Please select country and city. Information only available in English.
Nagoya - Japan
Every traveler eventually desires a break from the exhausting trials of touring a foreign land. Visitors to Nagoya are blessed with a dazzling array of entertainment choices that will satiate even the most eccentric tastes. Be it culture, sports, theater or nightlife, Nagoya has it all, and even better, it's all easily accessible by public transportation.
If you want to expand your horizons on a rainy day, museums in Nagoya are plentiful. The Tokugawa Art Museum displays artifacts and treasures from the legendary Tokugawa clan, while the Nagoya City Art Museum houses works of internationally renowned Japanese artists, giving visitors a taste of the nation's artistic aesthetic. If a more international flavor is what you are looking for, the Nagoya-Boston Museum of Fine Arts regularly displays world-class pieces, drawn from its collection of some 500,000 items that are displayed on a rotating, thematic basis.
If art museums are not your style, educate yourself in the developments of the manufacturing industry by visiting the Toyota Commemorative Museum of Industry and Technology to learn about the histories of both the textile and the car manufacturing industries. If strictly cars are your passion, however, the Toyota Automobile Museum contains an unbelievable collection of vehicles, both classic and modern, combined with a detailed portrayal of the history of the automobile. This museum is a must-see venue for car fanatics.
Zoos, Aquariums & Gardens
For those who prefer that their entertainment come from the bounty of nature, Higashiyama Zoo and the Port of Nagoya Aquarium are happy to oblige. The zoo is not the most stunning in the world but combined with the Botanical Gardens and the Higashiyama Skytower, it makes wonderful day trip, while the aquarium boasts three floors of sea life, focusing on five different regions of the sea. Hisaya Odori Park is another outdoor favorite with locals and visitors alike, and because of its location at the heart of central Nagoya, it couldn't be anymore convenient; if you're not satisfied seeing it from the ground, head up to the observation deck in the Nagoya TV Tower to get a stunning view from high above the city.
Museums and parks are great, but what about sports? For the sports lover, Nagoya does not disappoint. With professional baseball teams and J-League soccer clubs among the most popular nationwide, Japanese fans are amongst the most supportive in the world. Nagoya's local teams are the Chunichi Dragons (baseball), who make their home at the Nagoya Dome, and the Nagoya Grampus Eight (soccer), whose play at the Toyota Sports Center. Check out local bulletins and newspapers for ticket availability. The Nagoya International Women's Marathon is another popular sporting event that attracts a huge audience of spectators from around the city.

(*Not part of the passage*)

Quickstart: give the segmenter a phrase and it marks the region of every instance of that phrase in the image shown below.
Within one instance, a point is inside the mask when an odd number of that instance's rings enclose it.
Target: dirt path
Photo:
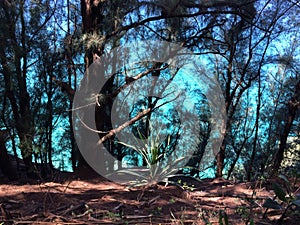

If traditional Japanese sports tickle your fancy, there are martial arts such as judo and kendo, but as is the case across Japan, sumo wrestling is among the most popular. Nagoya hosts the annual July Basho sumo tournament, but the prices are not cheap and tickets must be purchased in advance if you want to see some of the biggest stars of this national sport collide.
For some visual entertainment, don't forget to get a taste of traditional Japanese theater while in Nagoya. The Misonoza theater has kabuki performances every April and October, with both modern and ancient forms of entertainment filling the stage the rest of the year, while the Nagoya Nohgakudo is not to be missed for viewing the esoteric and methodical art of traditional Noh drama. Performances normally occur on the weekends. One last form of traditional entertainment not to be missed can be found at the Shima Geisha House in Higashi-ku, where visitors can see beautiful examples fo traditional geisha performances, including dancing and playing of the shamisen, a traditional Japanese stringed instrument.
Once the day is done, if you are ready to cut loose and taste forbidden fruits, the nightlife in Nagoya caters to any and all interests. The hub of Nagoya's nightlife is Sakae, where you can mingle with the locals at any given hour of the night. There are plenty of bars and restaurants here in which to sit around and drink and eat, so just pick one with an atmosphere that suits your mood.
For live music, try Memory Lane for a taste of the blues or Gary's Motown for R&B for Motown sounds. Nova Urbana hosts live samba shows regularly and Club Quattro Nagoya gives partygoers a wide variety of music to choose from. Can't decide where to hit next? Grab a copy of the latest Japanzine magazine available at the International Center for a monthly listing of what is going on around town. Try ID Café for a bonanza of sound; with multiple floors, you are sure to find a beat to suit your taste. Underground also remains one of the more popular hip-hop clubs, while P.O.D. and Club Ozone both give you a mainstream pop music dance-club atmosphere. If you have got techno beats on the brain, try Club Wall or Club Mago for late night sounds. On the second Saturday of every month, Club Wall hosts a gay and lesbian night and on certain weekends you are liable to run into leather-clad, whip-whisking partiers at Club Mago. Another popular nighttime destination, and one that will be familiar to American visitors, is Bottom Line Nagoya, sister to the famous New York night club of the same name.